Over-the-hill chimpanzees will soon spend their retirement years in a Louisiana old folks home.
Construction has begun on Chimp Haven, planned as the country's only preserve dedicated to chimps who have been retired as entertainers or as subjects of laboratory research. Up to 300 chimps will find themselves on 80 hectares of grass and woods for foraging, climbing and monkeying around.
"A lot of young adult chimpanzees have been born in captivity, and a huge number have never walked on grass, climbed a tree or poked a stick in the mud," said Linda Brent, a behavioral primatologist and Chimp Haven's president. "They haven't had the stimulation they need to grow socially, and that will be part of what they'll need to learn at Chimp Haven."
About 1,600 chimps now live in the US, most in drug and infectious disease research labs, but they lost their research value. Once the tests are done, a chimp's lab career is usually over.
Animal experts say it's only right to provide the primates -- whose genetic makeup varies less than 1 percent from man's -- with spacious grounds that have facilities to accommodate their high intelligence levels.
"These animals are powerful, intelligent, resourceful and long-lived, and that all adds up to an animal that requires special accommodations," said Dan Maloney, general curator at the Audubon Zoo in New Orleans, who also worked with chimps at the Philadelphia Zoo. "I applaud any facility that's going to take this on and do it in a responsible way."
At the labs, chimps are injected with drugs being tested or are infected with a disease. A career in the lab can be brief -- as short as three years. A chimp is rarely useful to scientists if it's already undergone medical tests or been injected with a disease or drug. Chimps can live into their 60s; those who outlive their research value typically spend the rest of their lives in small lab enclosures.
At least 260 of the chimps to be retired at Chimp Haven are the result of a breeding program in the 1980s that produced far more of the primates than researchers needed, Brent said.
Linda Koebner, Chimp Haven's executive director, led one of the first "chimp rescues" in 1974, when a research lab gave her permission to take 10 of its chimps to live on an island in a Loxahatchee, Florida, preserve.

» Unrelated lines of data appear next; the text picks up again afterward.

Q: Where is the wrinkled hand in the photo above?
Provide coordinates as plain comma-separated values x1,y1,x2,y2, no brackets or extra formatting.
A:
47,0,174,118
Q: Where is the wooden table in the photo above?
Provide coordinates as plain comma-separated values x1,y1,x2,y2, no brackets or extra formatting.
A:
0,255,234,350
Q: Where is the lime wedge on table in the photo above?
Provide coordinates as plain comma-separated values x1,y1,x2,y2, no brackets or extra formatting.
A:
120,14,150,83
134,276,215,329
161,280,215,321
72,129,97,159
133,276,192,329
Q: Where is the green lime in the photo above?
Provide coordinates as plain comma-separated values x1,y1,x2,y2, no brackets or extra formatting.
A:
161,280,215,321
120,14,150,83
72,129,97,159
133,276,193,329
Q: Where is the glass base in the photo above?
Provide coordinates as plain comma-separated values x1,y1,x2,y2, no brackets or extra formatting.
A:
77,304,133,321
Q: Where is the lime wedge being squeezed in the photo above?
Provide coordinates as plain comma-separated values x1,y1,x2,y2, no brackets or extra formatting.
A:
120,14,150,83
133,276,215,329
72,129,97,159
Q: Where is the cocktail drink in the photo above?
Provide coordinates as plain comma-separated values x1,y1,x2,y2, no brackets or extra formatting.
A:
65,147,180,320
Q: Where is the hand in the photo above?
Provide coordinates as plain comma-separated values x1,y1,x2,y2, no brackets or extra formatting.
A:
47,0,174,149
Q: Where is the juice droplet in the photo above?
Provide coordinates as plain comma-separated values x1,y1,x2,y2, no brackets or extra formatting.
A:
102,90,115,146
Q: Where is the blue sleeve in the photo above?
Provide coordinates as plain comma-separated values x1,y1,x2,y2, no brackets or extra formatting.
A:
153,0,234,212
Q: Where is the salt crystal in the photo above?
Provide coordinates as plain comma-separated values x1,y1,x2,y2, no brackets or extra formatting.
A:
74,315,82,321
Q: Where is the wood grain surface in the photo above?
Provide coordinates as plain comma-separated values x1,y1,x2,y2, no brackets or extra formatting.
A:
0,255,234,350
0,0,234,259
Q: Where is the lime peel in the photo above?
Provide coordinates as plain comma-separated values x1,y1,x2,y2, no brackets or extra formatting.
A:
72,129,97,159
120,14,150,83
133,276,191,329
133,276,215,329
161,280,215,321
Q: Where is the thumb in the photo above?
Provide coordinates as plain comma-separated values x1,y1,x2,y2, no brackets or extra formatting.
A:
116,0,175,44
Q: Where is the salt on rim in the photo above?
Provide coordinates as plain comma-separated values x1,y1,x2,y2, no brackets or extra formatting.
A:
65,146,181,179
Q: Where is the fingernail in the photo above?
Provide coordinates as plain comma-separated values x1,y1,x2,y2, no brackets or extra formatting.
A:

While a number of preserves exist for exotic animals, Chimp Haven was founded in 1995 as a nonprofit with the goal of creating a preserve devoted to chimps. Its board of directors now includes primatologists, experimental scientists and veterinarians who care for chimps in research labs.
Funding for Chimp Haven comes from private donations and from a federal contract after Congress passed the 1991 "Chimp Act," which dedicated up to US$30 million to care for chimps that were owned by the federal government or involved in federal research labs.
The government of Caddo Parish, in northwest Louisiana, donated land for a facility that will eventually include indoor areas for the chimps and an education center for visitors. Last month, workers began pulling down trees to begin construction of the walls and moats that will surround the preserve.
After lifetimes spent inside laboratories, some chimps might have difficulty adjusting to life at Chimp Haven, even though the north Louisiana climate and landscape are similar to chimps' native areas of Africa.
Because of sketchy record keeping, some of the chimps' histories are a mystery.
One is Janice, a female now about 40 years old, who has spent most of her life in breeding and biomedical research programs, and a number of years confined alone.
"She's beaten down a little bit. She's not the same animal she used to be," said Brent, who works with the chimp at a lab in San Antonio.
He's confident that living in the outdoors at Chimp Haven will transform Janice back into her former self. "I have no doubt that at Chimp Haven, she'll become a very dominant, capable individual."